As it turns out, maybe everyone just needed a good challenge.

Energy efficiency improvements make a lot of sense financially and for environmental reasons, but widespread energy efficiency measures have been hampered by many factors, ranging from apathy to financing issues.

President Obama and President Clinton teamed up to change that in 2011 with the Better Buildings Challenge. The Challenge has a goal of reducing energy intensity in U.S. buildings by 20 percent over the next ten years with a blend of effective financing, tax incentives, updated policies and corporate leadership.

It’s still in its early phases, but the Challenge so far is delivering on motivation, and it has more than 170 partners representing most major commercial sectors. The larger Better Buildings Alliance, which includes members that set a goal of saving at least 2 percent of energy use per year, now counts more than 200 members that represent more than 10 billion square feet of commercial building space, according to a report on 2013 achievements. That figure is equal to one-seventh of all commercial floor space in the U.S.
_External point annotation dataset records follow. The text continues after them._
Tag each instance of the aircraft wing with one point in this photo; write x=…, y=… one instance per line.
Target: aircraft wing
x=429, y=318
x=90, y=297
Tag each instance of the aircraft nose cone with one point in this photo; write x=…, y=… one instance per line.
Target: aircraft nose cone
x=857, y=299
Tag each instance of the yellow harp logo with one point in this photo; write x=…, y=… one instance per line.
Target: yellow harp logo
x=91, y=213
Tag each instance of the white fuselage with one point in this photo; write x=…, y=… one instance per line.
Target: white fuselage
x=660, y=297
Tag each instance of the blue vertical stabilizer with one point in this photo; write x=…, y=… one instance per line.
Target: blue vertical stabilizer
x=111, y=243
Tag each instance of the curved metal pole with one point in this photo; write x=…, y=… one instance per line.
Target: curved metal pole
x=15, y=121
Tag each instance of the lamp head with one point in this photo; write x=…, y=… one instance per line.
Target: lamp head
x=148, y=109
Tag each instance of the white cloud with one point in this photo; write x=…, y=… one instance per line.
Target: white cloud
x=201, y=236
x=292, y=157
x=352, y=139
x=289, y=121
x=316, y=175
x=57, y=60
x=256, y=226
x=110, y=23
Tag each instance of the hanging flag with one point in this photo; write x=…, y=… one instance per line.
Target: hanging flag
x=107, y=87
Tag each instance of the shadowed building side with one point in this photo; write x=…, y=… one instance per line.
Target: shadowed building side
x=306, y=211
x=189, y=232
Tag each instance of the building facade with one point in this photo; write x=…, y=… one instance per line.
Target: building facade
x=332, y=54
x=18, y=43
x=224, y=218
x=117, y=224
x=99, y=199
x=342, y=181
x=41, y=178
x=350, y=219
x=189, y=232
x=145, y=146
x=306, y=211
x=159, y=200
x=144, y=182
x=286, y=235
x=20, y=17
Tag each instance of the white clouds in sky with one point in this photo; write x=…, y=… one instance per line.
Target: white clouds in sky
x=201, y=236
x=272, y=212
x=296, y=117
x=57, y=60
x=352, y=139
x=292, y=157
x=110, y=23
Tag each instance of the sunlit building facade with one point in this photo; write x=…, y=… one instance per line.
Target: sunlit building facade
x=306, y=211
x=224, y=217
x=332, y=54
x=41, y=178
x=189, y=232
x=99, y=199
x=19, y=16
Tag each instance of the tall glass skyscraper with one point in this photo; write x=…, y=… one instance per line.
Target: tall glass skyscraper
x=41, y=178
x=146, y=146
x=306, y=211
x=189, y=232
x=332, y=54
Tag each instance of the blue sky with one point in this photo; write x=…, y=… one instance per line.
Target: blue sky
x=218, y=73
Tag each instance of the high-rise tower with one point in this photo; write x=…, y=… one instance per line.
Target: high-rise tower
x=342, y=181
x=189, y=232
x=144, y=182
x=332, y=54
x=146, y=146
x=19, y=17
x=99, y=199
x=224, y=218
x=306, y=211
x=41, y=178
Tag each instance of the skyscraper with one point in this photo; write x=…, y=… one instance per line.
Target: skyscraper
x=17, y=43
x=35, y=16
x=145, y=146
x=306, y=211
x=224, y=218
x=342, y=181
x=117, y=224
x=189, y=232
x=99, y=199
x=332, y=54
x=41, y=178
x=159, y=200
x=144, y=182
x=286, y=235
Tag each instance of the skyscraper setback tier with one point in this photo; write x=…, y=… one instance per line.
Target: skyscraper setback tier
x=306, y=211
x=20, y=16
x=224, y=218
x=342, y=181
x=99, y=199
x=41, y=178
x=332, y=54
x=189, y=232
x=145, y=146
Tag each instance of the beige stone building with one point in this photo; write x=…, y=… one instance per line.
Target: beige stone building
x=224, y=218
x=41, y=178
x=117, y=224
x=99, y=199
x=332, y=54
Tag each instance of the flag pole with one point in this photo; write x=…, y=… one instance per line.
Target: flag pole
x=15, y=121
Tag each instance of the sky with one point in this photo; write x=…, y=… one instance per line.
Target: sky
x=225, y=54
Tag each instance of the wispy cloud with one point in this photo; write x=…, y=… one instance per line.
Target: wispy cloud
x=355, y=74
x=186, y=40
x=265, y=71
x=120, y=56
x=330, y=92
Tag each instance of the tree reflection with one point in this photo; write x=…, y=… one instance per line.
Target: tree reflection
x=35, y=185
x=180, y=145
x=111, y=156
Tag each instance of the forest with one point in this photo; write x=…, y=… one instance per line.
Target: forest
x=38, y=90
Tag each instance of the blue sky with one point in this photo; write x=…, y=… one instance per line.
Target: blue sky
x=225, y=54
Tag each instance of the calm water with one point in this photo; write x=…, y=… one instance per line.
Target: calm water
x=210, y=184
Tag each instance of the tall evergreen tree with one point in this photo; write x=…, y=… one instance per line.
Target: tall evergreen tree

The combined category comprising commercial real estate, hospitality, retail and food is the largest sector, making up two-thirds of the Alliance in terms of floor space. In 2013, a public sector team was added, which includes schools and local governments.

Also in 2013, members in the commercial sector tackled issues such as parking lot lighting and acquiring energy consumption data. They hope to expand on those gains in 2014 by moving toward having access to real-time energy data and making deep energy retrofits.

Kimco Realty is one of the members that has had success tackling the low-hanging fruits. It already invested in high-efficiency lighting for parking lots, but now it’s looking to engage tenants at its shopping centers to achieve further energy savings.

Kimco is working with Pacific Gas & Electric to identify energy-efficient improvements that work for both the landlord and tenant at the Westlake Shopping Center in Daly City, California. The realty firm is also part of the Better Buildings Alliance’s green leasing steering committee.

The long-term value of the Alliance is not just in the goals it has set for energy reduction -- savings of 2 percent a year is unlikely to be transformational -- but rather the sharing of data, technical specs and processes to achieve sustained energy savings.

In the healthcare realm, the efficiency efforts are focusing on encouraging CFOs and CEOs to develop case studies of successful energy efficiency investments to share with the industry. There are also technical initiatives, such as the energy management information systems team projects.

In the domain of higher education, the Alliance is working on helping institutions obtain low-cost capital and overcome balance-sheet restrictions. In the food service and grocery industry, the challenge is that profit margins are already thin and energy use is high. Alliance members account for nearly 20 percent of the floor space in this market, and many of these members are large national retailers that are using the forum to find energy expertise and share energy efficiency ideas.

In 2013, the Alliance launched a wireless meter challenge, exceeded its goal in the Lighting Energy Efficiency in Parking Campaign and introduced the Advanced RTU Campaign to encourage building owners to upgrade to more efficient rooftop units.

It all sounds good on paper, but there is a long way to go. The challenge for the Better Buildings Alliance will be sustaining the momentum of the Challenge for the next eight years, and ensuring that the members are actually putting the lessons shared at the Alliance into practice across the bulk of their building space.

In 2014, Better Buildings will continue to host webinars with a different issue each month and will host its Better Buildings Summit in Washington, D.C. in May.